By Warren Savage, IPextreme Inc. Jeff Haight, Sonics Campbell, CA
Abstract : Introduction
For the past decade, the march of Moore’s “Law” has witnessed the phenomenal growth in System on Chip (SoC) gate counts, allowing the implementation of a confluence of sophisticated algorithms at price points feasible for consumer electronics (e.g., HDTVs, DVD recorders, multi-functional mobile phones, etc.). Unfortunately, gate counts over the past decade have grown far faster than IC designers’ productivity. With so much pressure to launch high end consumer products before prices (and margins) erode, generations change, new standard features are added, and additional competition surfaces, every aspect of the design flow requires analysis to see how, if, when, and where time-to-silicon can be shortened.
Recent history indicates that the most successful of the most sophisticated product development trends in the high-end consumer space rely ever more heavily on the rapid acquisition, integration, optimization, and verification of semiconductor intellectual property (IP) with a socket-based approach. With heterogeneous multi-processors (HMPs) cleverly integrated to enable the broadest diversity of desired tasks, fitting the function to the requirement simplifies the mapping but complicates the integration and verification.

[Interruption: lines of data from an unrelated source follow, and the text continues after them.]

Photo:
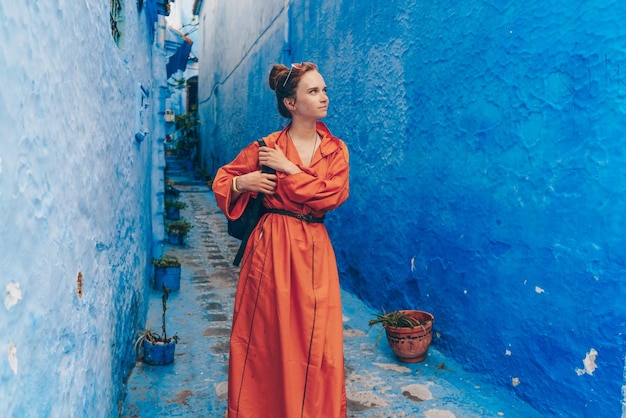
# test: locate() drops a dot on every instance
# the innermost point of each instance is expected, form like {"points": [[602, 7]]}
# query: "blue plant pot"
{"points": [[175, 239], [158, 353], [172, 213], [168, 276]]}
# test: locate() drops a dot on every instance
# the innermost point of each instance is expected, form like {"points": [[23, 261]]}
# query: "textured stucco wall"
{"points": [[75, 194], [487, 170]]}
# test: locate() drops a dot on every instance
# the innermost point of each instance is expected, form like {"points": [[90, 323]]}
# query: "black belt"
{"points": [[306, 217]]}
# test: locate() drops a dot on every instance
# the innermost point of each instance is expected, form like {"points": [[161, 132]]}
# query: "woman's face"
{"points": [[311, 100]]}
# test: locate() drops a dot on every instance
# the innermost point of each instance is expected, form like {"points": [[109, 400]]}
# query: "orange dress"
{"points": [[286, 346]]}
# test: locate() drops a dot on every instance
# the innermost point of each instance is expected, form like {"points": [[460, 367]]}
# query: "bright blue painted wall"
{"points": [[75, 204], [488, 170]]}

Consider the highly successful TI OMAP processor for cellular telephones. A large team of extremely experienced individuals must rapidly integrate a large number of configurable IP cores, some acquired and some internally generated. Enormous test and verification suites need to be created and integrated, the effort of which may exceed architectural and logic design. Bi-Directional paths through different levels of abstraction are critical, as glitches from simple logic errors to last stage difficulties with timing closure require changes to the architecture or logic before tape out, especially as mask sets approach a million dollars, and lost market share and falling ASPs from an extra required turn can cost much more.
Linking these HMPs with an intelligent data flow management fabric simplifies multi-generational development, expedites optimization and design exploration at different layers of abstraction, and contributes to a methodology from napkin sketches to tape-out with faster bi-directional optimization and verification with standard third party tools. Despite the time pressures, these designs must be cognizant of efficient power savings, capable of multi-threaded non-blocking data flows to the different processors, simplified test bench development and verification, dynamic Quality of Service (QoS) capabilities with significantly different data rates and word sizes, endianness, etc. All of these factors need to be increasingly cognizant of simplified re-use for multi-generational designs. At the detailed block diagram level, with examples from wireless and mobile video plus related peripherals, this paper will explain in detail how and why this is so.
Many functional IP cores are complete subsystems in their own right, having a processor, memory, peripherals and logic. The design of these smart IP subsystems and their hardware and software interfaces greatly effects how quickly and easily they can be integrated into the system chip. What’s worse integration issues are also compounded by the rise in popularity of configurable IP.
Making IP configurable and easy to integrate consists of far more than utilizing the configuration capabilities of a high level design language. It requires a holistic design approach that considers the whole IP product from the end user perspective and, to some extent, anticipates the configuration needs of the user’s end product. To ensure the easiest integration AND maximum configurability, a proper IP design approach must:
Consider the Totality of Tasks
IC design has proceeded from a “six blind men and the elephant” type of challenge, with architects, library creators, EDA vendors, etc., perceiving their contribution as key (perhaps too uniquely so!). Now, we have an enormous AND-Gate paradigm, for which a single low input means unacceptably low output (i.e., non-shippable or non-yieldable at an economically viable price point). Consider the following design task summary figure:
Now, and increasingly so going forward, the task becomes increasingly multi-faceted and complex. For multimedia quality verification, where no engineering metric successfully corresponds fully to subjective video and audio quality, it is often necessary to push test sequences of motion video or streams of audio through the architecture to verify acceptable performance. The volume of data in the requisite video stream strongly motivates the creation of models with higher levels of abstraction to accelerate this verification by orders of magnitude. Consider the following model (courtesy of CoWare)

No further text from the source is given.